E se, mesmo com todas as orientações em relação a fotos e vídeos, ainda resta dúvidas? Para Manuela, é preciso que o médico avalie o risco de sua dúvida. Há tempo para outra consulta? É uma urgência? O que o paciente precisa agora? São questões a serem consideradas. “Precisamos balancear a equação de dúvida e risco. Se pensamos em um caso de acne versus rosácea, o risco é baixo. Diferente de uma dúvida entre Stevens Johnson versus varicela, doenças com etiologia e tratamento bem diferentes.”
Endocrinologia e Tecnologia
Encerrando a mesa, o endocrinologista Marcio Krakauer, coordenador do Departamento de Tecnologia, Saúde Digital e Telemedicina da Sociedade Brasileira de Diabetes (SBD), trouxe algumas contribuições do ponto de vista prático da rotina dos especialistas.
Abordando também a questão sob o viés de sua área de atuação, o especialista chamou atenção para o fato de o Brasil ter quase 17 milhões de diabéticos, enquanto os endocrinologistas são apenas cinco mil – e nem todos atuarem com o cuidado da doença.
Na visão de Krakauer, talvez a Telendocrinologia possa unir essa relativa pouca quantidade de médicos a mais pessoas diabéticas. “Esse tipo de consulta, estudado há tantos anos, ganhou uma velocidade voraz de crescimento com a pandemia.”

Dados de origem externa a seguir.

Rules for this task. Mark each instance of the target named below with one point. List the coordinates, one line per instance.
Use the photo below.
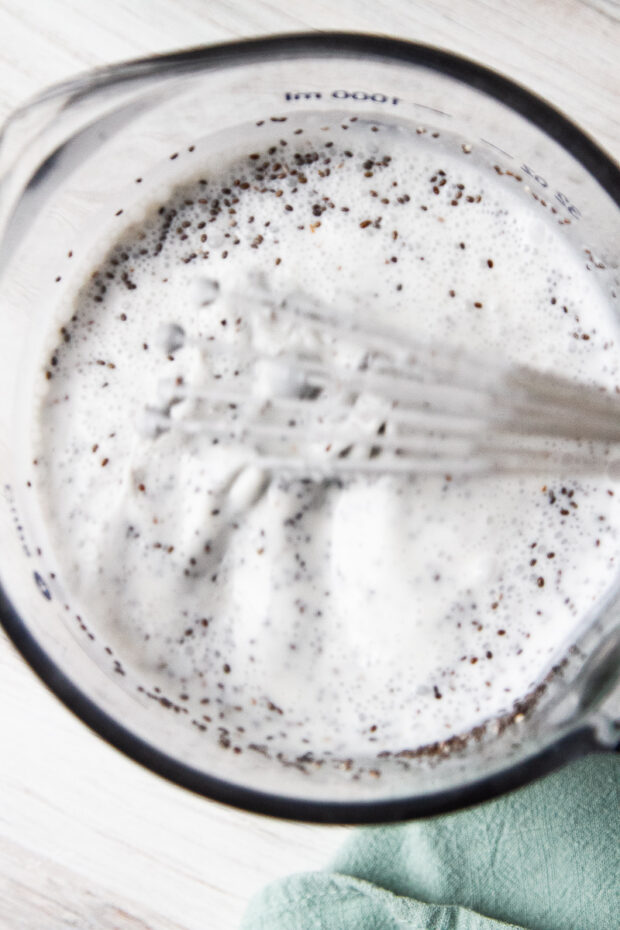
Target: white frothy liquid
(353, 617)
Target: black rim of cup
(577, 743)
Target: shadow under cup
(67, 161)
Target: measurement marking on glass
(342, 95)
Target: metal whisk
(354, 398)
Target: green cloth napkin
(546, 857)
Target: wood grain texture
(87, 839)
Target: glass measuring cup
(77, 151)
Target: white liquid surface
(382, 613)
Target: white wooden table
(87, 838)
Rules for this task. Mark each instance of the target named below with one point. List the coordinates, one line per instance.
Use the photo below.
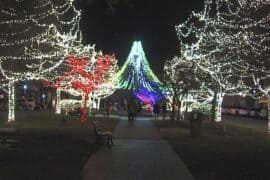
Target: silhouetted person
(132, 110)
(156, 110)
(108, 105)
(164, 109)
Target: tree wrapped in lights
(249, 21)
(136, 75)
(85, 75)
(34, 38)
(179, 76)
(212, 50)
(187, 83)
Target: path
(138, 154)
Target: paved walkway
(138, 154)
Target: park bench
(102, 135)
(7, 138)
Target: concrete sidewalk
(138, 153)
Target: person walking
(156, 110)
(132, 110)
(164, 109)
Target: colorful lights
(35, 38)
(85, 75)
(136, 75)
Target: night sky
(114, 26)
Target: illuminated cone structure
(137, 76)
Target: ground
(48, 149)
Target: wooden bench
(102, 135)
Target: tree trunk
(11, 101)
(213, 109)
(98, 104)
(219, 107)
(84, 108)
(58, 99)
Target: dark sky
(114, 28)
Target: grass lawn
(47, 149)
(239, 154)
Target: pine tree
(137, 76)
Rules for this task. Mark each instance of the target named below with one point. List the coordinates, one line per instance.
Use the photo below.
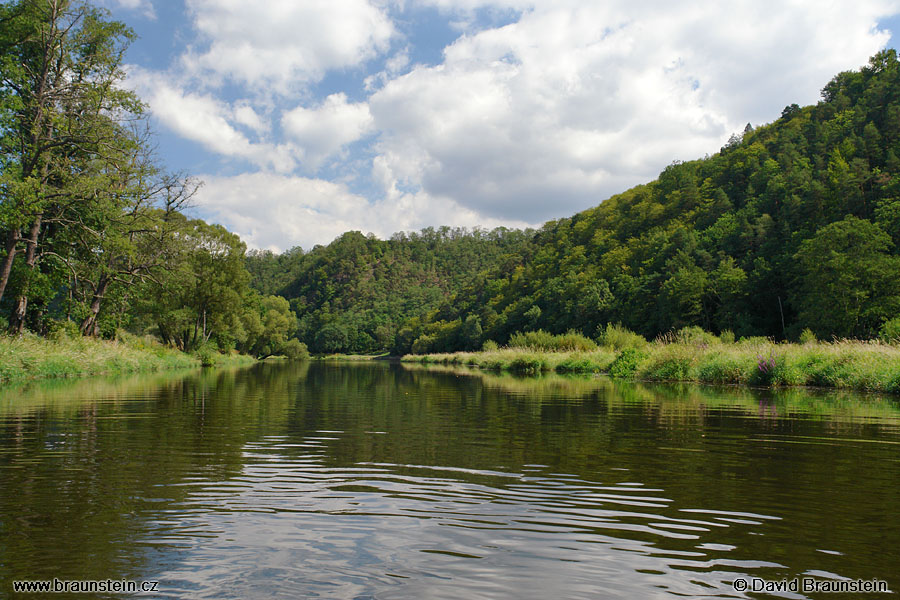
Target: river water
(379, 480)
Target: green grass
(31, 357)
(848, 364)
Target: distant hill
(792, 225)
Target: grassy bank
(31, 357)
(351, 357)
(871, 366)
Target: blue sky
(308, 118)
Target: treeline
(792, 225)
(359, 293)
(95, 237)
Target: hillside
(794, 225)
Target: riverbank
(31, 357)
(869, 366)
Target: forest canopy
(792, 225)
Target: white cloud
(573, 101)
(278, 212)
(145, 7)
(578, 100)
(324, 130)
(206, 120)
(278, 45)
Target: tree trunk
(17, 322)
(89, 326)
(12, 239)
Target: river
(378, 480)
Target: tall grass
(28, 357)
(698, 356)
(548, 342)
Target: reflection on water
(385, 481)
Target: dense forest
(95, 235)
(792, 225)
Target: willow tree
(61, 109)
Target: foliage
(627, 362)
(792, 225)
(541, 340)
(617, 337)
(890, 331)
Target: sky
(308, 118)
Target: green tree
(848, 282)
(60, 106)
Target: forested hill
(355, 294)
(795, 224)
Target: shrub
(490, 346)
(547, 342)
(807, 337)
(63, 329)
(672, 363)
(619, 337)
(207, 354)
(626, 363)
(527, 364)
(577, 363)
(890, 331)
(723, 368)
(695, 336)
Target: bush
(695, 336)
(890, 331)
(295, 350)
(207, 354)
(808, 337)
(618, 337)
(527, 364)
(62, 329)
(547, 342)
(626, 363)
(722, 368)
(578, 363)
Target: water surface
(389, 481)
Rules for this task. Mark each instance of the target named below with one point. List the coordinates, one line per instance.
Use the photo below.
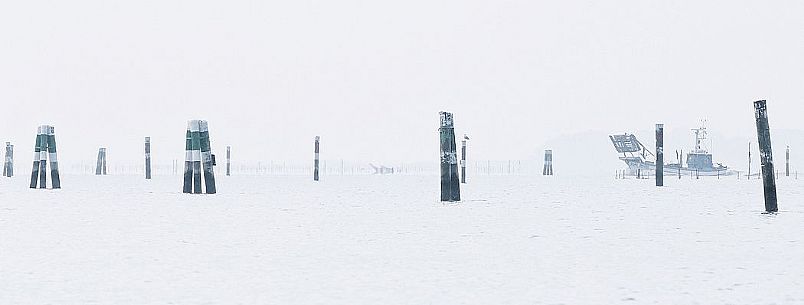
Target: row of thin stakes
(199, 160)
(765, 155)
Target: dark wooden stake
(450, 184)
(659, 154)
(766, 156)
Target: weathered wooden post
(207, 157)
(45, 147)
(195, 140)
(40, 142)
(463, 158)
(8, 166)
(228, 160)
(787, 162)
(197, 151)
(315, 162)
(100, 167)
(188, 160)
(450, 186)
(659, 154)
(50, 137)
(147, 157)
(765, 155)
(548, 163)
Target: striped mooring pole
(45, 148)
(548, 163)
(8, 166)
(198, 157)
(228, 160)
(463, 158)
(315, 163)
(450, 186)
(787, 162)
(147, 157)
(659, 154)
(766, 156)
(100, 167)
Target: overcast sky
(369, 77)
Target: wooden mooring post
(659, 154)
(8, 165)
(548, 163)
(450, 184)
(45, 148)
(766, 156)
(198, 151)
(100, 167)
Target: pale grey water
(388, 240)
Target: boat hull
(641, 167)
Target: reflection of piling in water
(228, 160)
(787, 162)
(463, 158)
(147, 157)
(315, 162)
(765, 156)
(450, 185)
(45, 148)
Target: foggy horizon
(370, 78)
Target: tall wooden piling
(463, 158)
(100, 167)
(50, 134)
(8, 165)
(147, 157)
(45, 147)
(548, 163)
(315, 163)
(37, 156)
(207, 157)
(765, 155)
(450, 184)
(188, 161)
(787, 162)
(195, 140)
(659, 154)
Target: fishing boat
(641, 160)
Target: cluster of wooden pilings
(198, 159)
(45, 149)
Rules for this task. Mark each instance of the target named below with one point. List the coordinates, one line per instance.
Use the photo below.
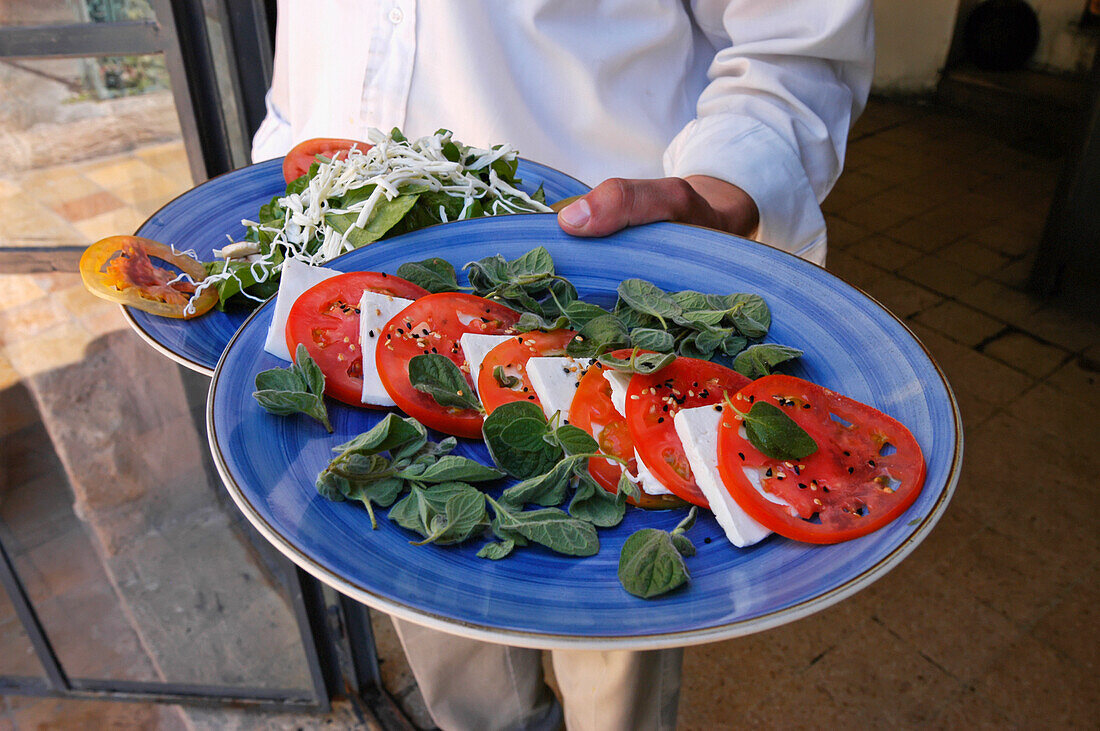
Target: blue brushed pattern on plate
(537, 598)
(201, 218)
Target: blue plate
(201, 218)
(537, 598)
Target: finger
(616, 203)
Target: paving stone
(960, 323)
(1027, 674)
(884, 253)
(939, 275)
(1026, 353)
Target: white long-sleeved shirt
(755, 92)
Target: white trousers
(471, 685)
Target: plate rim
(206, 370)
(557, 641)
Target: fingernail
(575, 214)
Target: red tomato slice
(593, 411)
(433, 324)
(513, 356)
(326, 320)
(866, 472)
(653, 400)
(304, 154)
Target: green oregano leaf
(435, 274)
(774, 433)
(439, 377)
(758, 361)
(296, 389)
(650, 565)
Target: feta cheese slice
(475, 346)
(699, 432)
(646, 480)
(295, 279)
(375, 310)
(554, 379)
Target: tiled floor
(991, 622)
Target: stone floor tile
(1080, 377)
(975, 256)
(1003, 302)
(1027, 675)
(844, 234)
(1014, 580)
(971, 372)
(1026, 353)
(24, 322)
(118, 172)
(78, 209)
(925, 232)
(969, 709)
(884, 253)
(17, 409)
(57, 713)
(18, 289)
(937, 616)
(54, 347)
(56, 185)
(939, 275)
(1064, 416)
(1063, 327)
(152, 186)
(124, 220)
(67, 561)
(960, 323)
(875, 214)
(1009, 240)
(1070, 628)
(28, 223)
(871, 679)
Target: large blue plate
(202, 217)
(540, 599)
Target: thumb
(617, 203)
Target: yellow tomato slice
(120, 269)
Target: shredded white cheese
(389, 165)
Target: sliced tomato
(512, 356)
(120, 269)
(866, 472)
(593, 411)
(304, 154)
(433, 324)
(651, 402)
(325, 319)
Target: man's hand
(697, 199)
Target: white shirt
(757, 92)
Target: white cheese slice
(295, 279)
(375, 310)
(475, 346)
(554, 380)
(646, 480)
(699, 432)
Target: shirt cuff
(750, 155)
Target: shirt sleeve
(785, 84)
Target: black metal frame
(336, 631)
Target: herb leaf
(650, 565)
(774, 433)
(296, 389)
(549, 527)
(514, 433)
(439, 377)
(435, 274)
(758, 361)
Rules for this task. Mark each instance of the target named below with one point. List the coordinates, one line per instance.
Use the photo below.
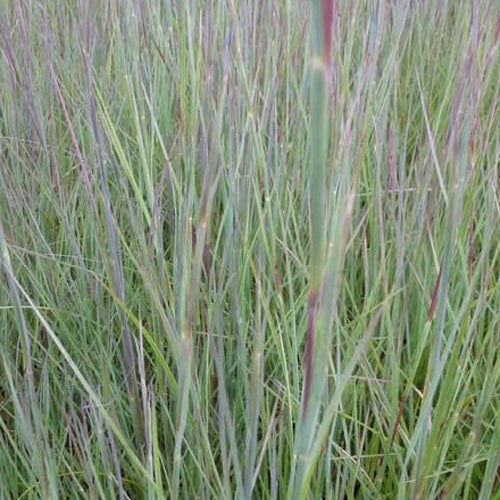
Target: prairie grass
(187, 188)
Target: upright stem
(316, 342)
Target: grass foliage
(158, 196)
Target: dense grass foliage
(155, 253)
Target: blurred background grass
(154, 238)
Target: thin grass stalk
(316, 347)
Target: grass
(236, 265)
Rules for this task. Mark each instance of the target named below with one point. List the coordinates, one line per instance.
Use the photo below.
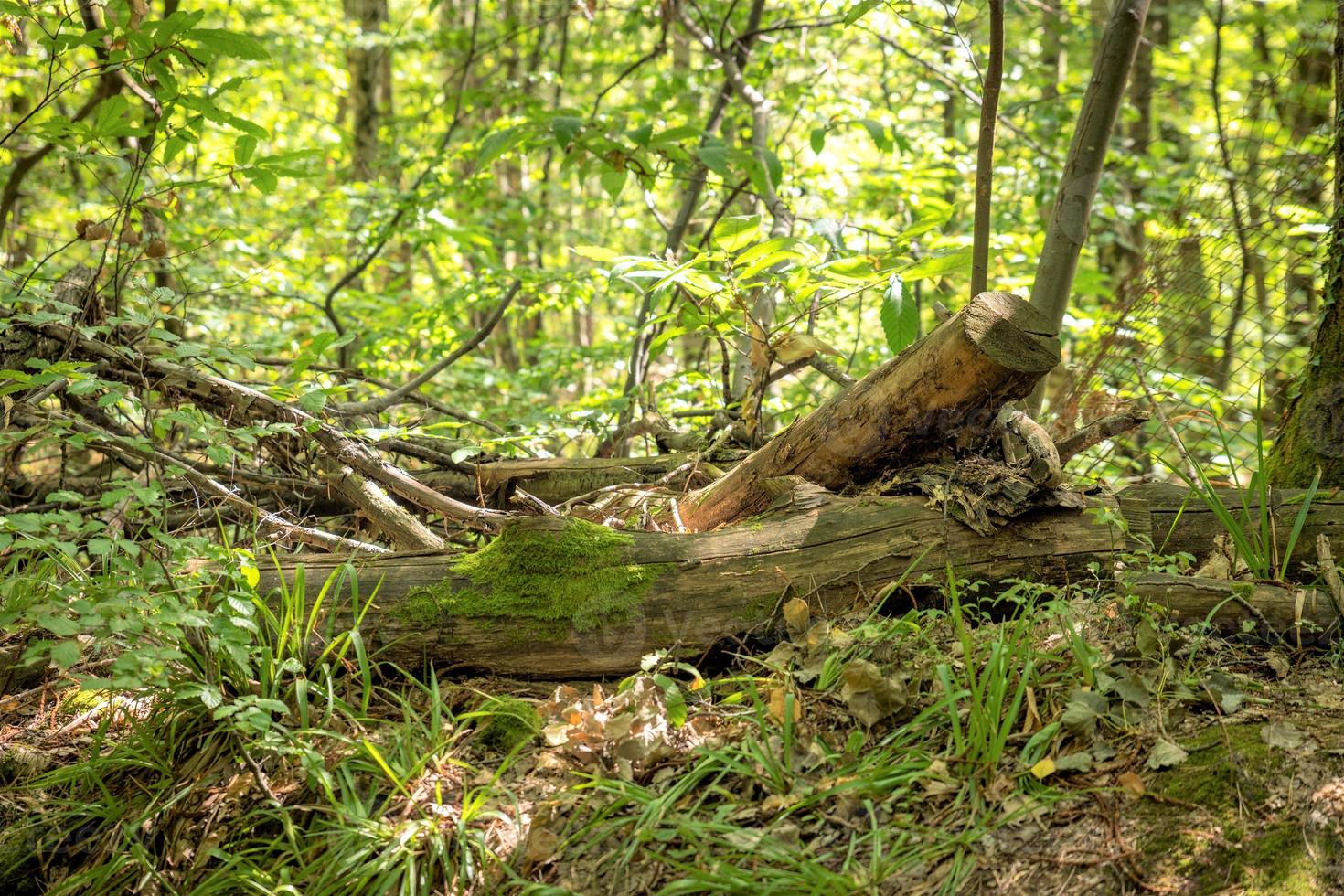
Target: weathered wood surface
(731, 581)
(1297, 614)
(943, 391)
(720, 583)
(558, 480)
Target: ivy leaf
(900, 316)
(732, 234)
(595, 252)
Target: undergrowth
(266, 750)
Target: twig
(1101, 430)
(383, 402)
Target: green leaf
(732, 234)
(228, 43)
(937, 265)
(900, 316)
(566, 128)
(243, 149)
(641, 134)
(858, 11)
(595, 252)
(262, 179)
(499, 143)
(65, 653)
(715, 157)
(880, 134)
(613, 180)
(1166, 753)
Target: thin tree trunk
(1067, 228)
(1312, 437)
(986, 151)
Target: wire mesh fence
(1220, 292)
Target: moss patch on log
(546, 581)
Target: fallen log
(560, 598)
(1270, 610)
(944, 391)
(558, 478)
(595, 610)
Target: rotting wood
(944, 391)
(709, 586)
(835, 552)
(1270, 610)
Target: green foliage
(1250, 527)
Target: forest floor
(1083, 749)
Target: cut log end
(1011, 334)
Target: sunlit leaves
(732, 234)
(219, 42)
(566, 128)
(900, 316)
(938, 265)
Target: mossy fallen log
(560, 597)
(563, 598)
(1266, 609)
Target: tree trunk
(369, 83)
(944, 391)
(597, 610)
(1312, 435)
(1067, 229)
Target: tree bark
(1312, 435)
(837, 554)
(1067, 229)
(1303, 615)
(709, 586)
(986, 151)
(944, 391)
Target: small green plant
(1250, 528)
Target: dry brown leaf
(795, 617)
(758, 357)
(1132, 784)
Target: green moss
(1270, 859)
(546, 579)
(507, 723)
(1212, 775)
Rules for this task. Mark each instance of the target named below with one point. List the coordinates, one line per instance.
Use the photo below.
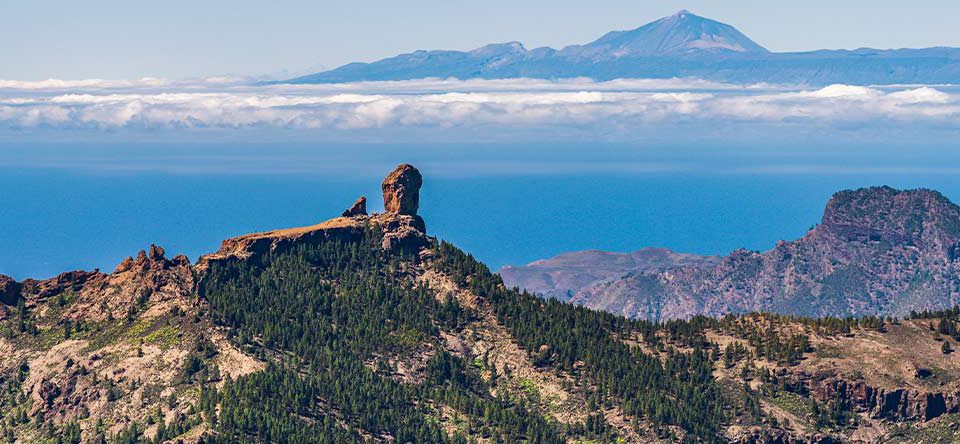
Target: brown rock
(359, 208)
(401, 190)
(156, 252)
(9, 290)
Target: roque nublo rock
(401, 190)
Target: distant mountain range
(681, 45)
(877, 251)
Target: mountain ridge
(364, 329)
(678, 46)
(877, 251)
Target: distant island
(681, 45)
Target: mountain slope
(364, 329)
(682, 45)
(878, 251)
(683, 32)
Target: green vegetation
(320, 311)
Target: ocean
(66, 206)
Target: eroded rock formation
(401, 190)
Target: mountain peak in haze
(681, 45)
(679, 33)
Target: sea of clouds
(538, 107)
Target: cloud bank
(625, 107)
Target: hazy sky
(71, 39)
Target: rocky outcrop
(878, 251)
(895, 404)
(72, 281)
(401, 227)
(401, 190)
(9, 290)
(359, 208)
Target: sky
(176, 39)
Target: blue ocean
(65, 206)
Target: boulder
(359, 208)
(9, 290)
(401, 190)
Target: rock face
(402, 228)
(9, 290)
(359, 208)
(895, 404)
(401, 190)
(878, 251)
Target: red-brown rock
(401, 190)
(359, 208)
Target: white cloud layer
(526, 104)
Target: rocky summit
(363, 329)
(877, 251)
(401, 190)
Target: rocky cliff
(363, 329)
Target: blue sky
(177, 39)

Em relação à propedêutica, em um exame de diabetes, o especialista entende que os dados antropométricos podem ser colhidos a distância por alguém preparado. Um enfermeiro
treinado, por exemplo, poderá aferir pressão, peso, altura, índice de massa corporal, circunferência abdominal, pulso, temperatura e oximetria dos pacientes.
Além disso, o endocrinologista mostrou ser possível, por meio de vídeos e fotos, que os médicos analisem as lesões de pele e pé ou as varizes, entre outros elementos desses pacientes. Assim como ocorre para avaliar os olhos ou a tireoide.
Em relação ao controle e monitoramento dos pacientes, o membro da SBD lembrou que hoje já existem softwares específicos em que o paciente compartilha com a conta de seu médico os dados de glicemia. Também há diversos programas que monitoram outros dados importantes e até bombas de insulina. No futuro, acredita Krakauer, haverá canetas inteligentes para aplicar insulina, inclusive com acumulação dos dados.
“Telemedicina é uma ferramenta para o médico e só vai crescer. Precisamos de melhor regulação e inseri-la nos currículos de Medicina. Entendo que existem muitas possibilidades de conexão e que o exame físico, até certo ponto, pode e deve ser feito desta forma. Temos que ter o critério para selecionar aqueles que precisam do atendimento presencial. Acredito que a Endocrinologia é muito afeita à Telemedicina”, finalizou.